ERROR: Delayed neutron with energy-dependent group probability

Hi Everyone,

Previously I was using OpenMC 0.7.1. and I have upgraded OpenMC to version 0.8.0. But when I run OpenMC for a basic pincell it gives error:

ERROR: Delayed neutron with energy-dependent group probability not implemented
application called MPI_Abort(MPI_COMM_WORLD, -1) - process 0
[unset]: write_line error; fd=-1 buf=:cmd=abort exitcode=-1
:
system msg for write_line failure : Bad file descriptor

The snapshot of this is attached. Please tell me what kind of error this is and how it can be resolved.

Best Regards,
Mirza

Hi Everyone,

Can anybody help how to resolve this issue?

Best Regards,
Mirza

Hi Mirza,

The error appears to be due to the cross section library you are using since this error is occurring when the ace files are being read in. What cross section library are you using?

Sam

Mirza,

There is a known issue with JEFF 3.2 data, which I suspect you are using. The delayed fission neutron group abundances in JEFF 3.2 are dependent on the incident neutron energy causing fission. Version 0.8.0 is not yet equipped to handle this situation. You have two options:

  1. I’ve attached a diff which you can use to modify your version of OpenMC so that it will ignore the energy-dependent of the delayed group abundances (it basically amounts to commenting out lines 729 and 737-740 in src/ace.F90).
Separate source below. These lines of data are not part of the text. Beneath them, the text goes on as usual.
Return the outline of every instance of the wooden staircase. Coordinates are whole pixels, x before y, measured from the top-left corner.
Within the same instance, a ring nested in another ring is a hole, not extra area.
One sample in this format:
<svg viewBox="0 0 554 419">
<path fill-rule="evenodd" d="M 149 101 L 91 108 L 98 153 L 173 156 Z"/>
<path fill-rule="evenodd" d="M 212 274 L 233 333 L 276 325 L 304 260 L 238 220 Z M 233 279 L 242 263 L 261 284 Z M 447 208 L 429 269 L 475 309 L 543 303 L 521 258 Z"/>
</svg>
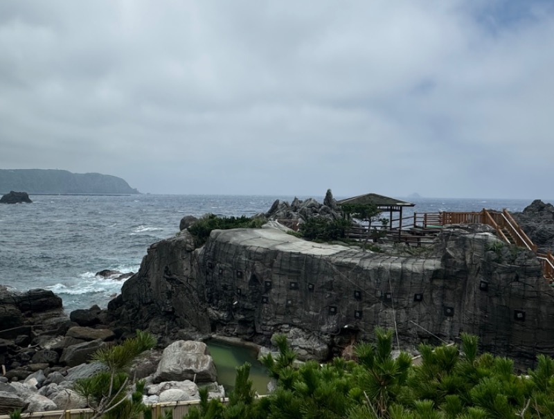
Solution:
<svg viewBox="0 0 554 419">
<path fill-rule="evenodd" d="M 554 283 L 554 256 L 551 251 L 546 253 L 539 253 L 537 244 L 528 237 L 506 208 L 501 212 L 490 211 L 483 208 L 481 213 L 481 222 L 494 227 L 498 235 L 506 243 L 515 244 L 534 252 L 541 262 L 544 278 L 551 284 Z"/>
</svg>

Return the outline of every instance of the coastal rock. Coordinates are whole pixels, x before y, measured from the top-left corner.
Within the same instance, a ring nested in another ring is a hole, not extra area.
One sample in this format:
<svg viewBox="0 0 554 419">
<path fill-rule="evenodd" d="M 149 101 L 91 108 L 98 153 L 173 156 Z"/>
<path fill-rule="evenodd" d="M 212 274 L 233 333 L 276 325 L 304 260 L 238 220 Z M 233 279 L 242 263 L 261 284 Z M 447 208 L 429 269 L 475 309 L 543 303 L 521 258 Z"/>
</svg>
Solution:
<svg viewBox="0 0 554 419">
<path fill-rule="evenodd" d="M 62 298 L 49 289 L 37 288 L 25 292 L 15 292 L 13 298 L 21 312 L 36 314 L 54 310 L 55 313 L 62 312 Z"/>
<path fill-rule="evenodd" d="M 28 403 L 26 408 L 28 411 L 50 411 L 57 409 L 54 402 L 40 394 L 33 394 L 25 401 Z"/>
<path fill-rule="evenodd" d="M 134 275 L 134 272 L 123 273 L 120 272 L 119 271 L 112 271 L 111 269 L 104 269 L 100 271 L 99 272 L 96 272 L 95 274 L 96 276 L 100 276 L 107 279 L 113 279 L 114 280 L 123 280 L 124 279 L 127 279 L 127 278 L 130 278 L 133 275 Z M 96 307 L 98 307 L 98 305 Z"/>
<path fill-rule="evenodd" d="M 181 222 L 179 224 L 179 229 L 180 231 L 185 230 L 198 221 L 198 218 L 194 215 L 185 215 L 181 219 Z"/>
<path fill-rule="evenodd" d="M 215 365 L 203 342 L 177 341 L 163 350 L 154 382 L 194 380 L 213 382 L 217 379 Z"/>
<path fill-rule="evenodd" d="M 179 235 L 149 250 L 109 309 L 119 325 L 266 346 L 296 328 L 315 332 L 316 346 L 333 354 L 352 338 L 371 339 L 376 326 L 396 327 L 404 347 L 464 331 L 479 336 L 483 350 L 532 366 L 537 348 L 554 355 L 546 320 L 554 290 L 533 253 L 506 247 L 497 254 L 498 239 L 481 227 L 445 229 L 421 257 L 310 242 L 271 228 L 214 231 L 194 250 Z M 515 317 L 519 312 L 524 321 Z"/>
<path fill-rule="evenodd" d="M 0 198 L 0 204 L 30 204 L 33 201 L 29 198 L 29 194 L 26 192 L 14 192 L 10 190 Z"/>
<path fill-rule="evenodd" d="M 343 213 L 333 198 L 331 190 L 328 190 L 323 204 L 314 198 L 302 201 L 295 197 L 290 204 L 277 199 L 263 215 L 268 220 L 279 220 L 286 225 L 287 222 L 292 220 L 301 223 L 315 216 L 331 220 L 339 220 L 342 218 Z"/>
<path fill-rule="evenodd" d="M 298 359 L 301 361 L 307 359 L 328 359 L 330 355 L 330 337 L 322 339 L 321 334 L 306 332 L 298 328 L 292 328 L 288 330 L 280 330 L 287 337 L 291 348 L 297 354 Z M 271 337 L 271 342 L 274 337 Z"/>
<path fill-rule="evenodd" d="M 166 381 L 157 384 L 145 386 L 145 391 L 148 395 L 160 395 L 168 390 L 180 390 L 185 393 L 188 398 L 186 400 L 199 398 L 198 386 L 189 380 L 184 381 Z"/>
<path fill-rule="evenodd" d="M 60 410 L 87 407 L 87 399 L 71 389 L 62 389 L 50 398 Z"/>
<path fill-rule="evenodd" d="M 69 319 L 80 326 L 93 326 L 100 323 L 100 307 L 93 305 L 88 309 L 78 309 L 69 313 Z"/>
<path fill-rule="evenodd" d="M 68 346 L 62 353 L 60 362 L 68 366 L 75 366 L 84 364 L 90 359 L 91 355 L 102 346 L 104 341 L 98 339 L 93 341 Z"/>
<path fill-rule="evenodd" d="M 554 206 L 535 199 L 522 212 L 512 214 L 539 251 L 554 251 Z"/>
<path fill-rule="evenodd" d="M 75 381 L 81 378 L 88 378 L 89 377 L 92 377 L 95 374 L 98 374 L 102 371 L 107 371 L 107 367 L 101 362 L 96 362 L 89 364 L 82 364 L 67 370 L 65 380 L 67 381 Z M 49 375 L 48 379 L 50 379 Z"/>
<path fill-rule="evenodd" d="M 93 329 L 82 326 L 73 326 L 67 331 L 66 336 L 84 341 L 113 340 L 115 337 L 114 332 L 109 329 Z"/>
<path fill-rule="evenodd" d="M 0 414 L 8 414 L 17 409 L 24 409 L 28 404 L 17 394 L 0 391 Z"/>
</svg>

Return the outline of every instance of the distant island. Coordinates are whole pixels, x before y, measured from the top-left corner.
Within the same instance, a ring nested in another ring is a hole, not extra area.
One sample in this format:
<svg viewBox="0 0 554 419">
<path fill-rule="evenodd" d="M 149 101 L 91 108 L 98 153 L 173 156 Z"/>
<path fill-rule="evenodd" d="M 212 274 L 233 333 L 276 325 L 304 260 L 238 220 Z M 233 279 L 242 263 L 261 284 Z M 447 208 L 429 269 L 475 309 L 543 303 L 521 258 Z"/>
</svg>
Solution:
<svg viewBox="0 0 554 419">
<path fill-rule="evenodd" d="M 71 173 L 57 169 L 0 169 L 0 193 L 138 194 L 120 177 L 100 173 Z"/>
</svg>

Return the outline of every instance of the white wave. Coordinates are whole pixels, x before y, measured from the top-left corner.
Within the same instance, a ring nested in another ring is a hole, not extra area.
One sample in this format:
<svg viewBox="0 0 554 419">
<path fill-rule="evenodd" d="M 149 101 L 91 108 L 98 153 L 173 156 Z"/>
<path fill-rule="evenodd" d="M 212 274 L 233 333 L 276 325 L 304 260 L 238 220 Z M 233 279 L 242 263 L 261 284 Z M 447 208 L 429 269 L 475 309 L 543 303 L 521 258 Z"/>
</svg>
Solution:
<svg viewBox="0 0 554 419">
<path fill-rule="evenodd" d="M 133 230 L 134 233 L 144 233 L 145 231 L 158 231 L 161 230 L 159 227 L 148 227 L 147 226 L 140 225 L 136 229 Z"/>
<path fill-rule="evenodd" d="M 114 280 L 110 278 L 94 276 L 94 274 L 91 272 L 87 272 L 79 276 L 80 280 L 75 284 L 58 283 L 45 287 L 51 289 L 54 294 L 60 296 L 93 295 L 98 294 L 111 296 L 119 293 L 121 291 L 121 285 L 125 282 L 125 280 Z"/>
</svg>

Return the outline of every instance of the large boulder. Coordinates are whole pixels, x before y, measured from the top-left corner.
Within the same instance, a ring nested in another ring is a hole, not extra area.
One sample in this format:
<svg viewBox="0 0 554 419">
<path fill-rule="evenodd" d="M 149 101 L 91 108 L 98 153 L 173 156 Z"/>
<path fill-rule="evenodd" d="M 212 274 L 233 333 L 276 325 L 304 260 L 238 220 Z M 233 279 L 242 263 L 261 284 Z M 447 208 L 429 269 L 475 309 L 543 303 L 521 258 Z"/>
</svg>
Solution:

This will result in very small errors in delayed neutron production, with some groups receiving an incorrect yield at higher incident neutron energies.
  2. Use the latest developmental branch in which we’ve switched from using ACE data to a new HDF5 format. The conversion process is able to recognize the energy-dependent delayed group probabilities and handle them appropriately. This option will require that you convert your ACE data; however, I’ll point out that there is a utility script get_jeff_data.py that will automatically download the JEFF 3.2 data and do this for you. If you choose this route, let us know and we can help you along further.
    Best regards,

Paul

jeff32-fix.diff (1.18 KB)

Hi Sam,

The cross section library I am using is JEFF3.2. If there is an issue with this library then which library should be used?
I am using this because it have data on many different temperatures.

Best,
Mirza

Hi Paul,

Thank you for your help. I would like to use latest developmental branch. I will be highly thankful to you if you explain this method in detail.

Best,
Mirza

Hi Paul,

I have commented line 729 and 737-740 in src/ace.F90 as you mentioned and compiled OpenMC again. And it worked !
Thank you so much for your sincere guidance.
OpenMC is now working fine and it generates tallies.out file and statepoint.50.h5. But when python tries to import that file to generate output then it gives incompatibility issue with h5py version. I will post this in group also. The snapshot of it is attached. Hope you can help.

Best,
Mirza

Hi Paul,

The issue has been resolved. Thank you so much.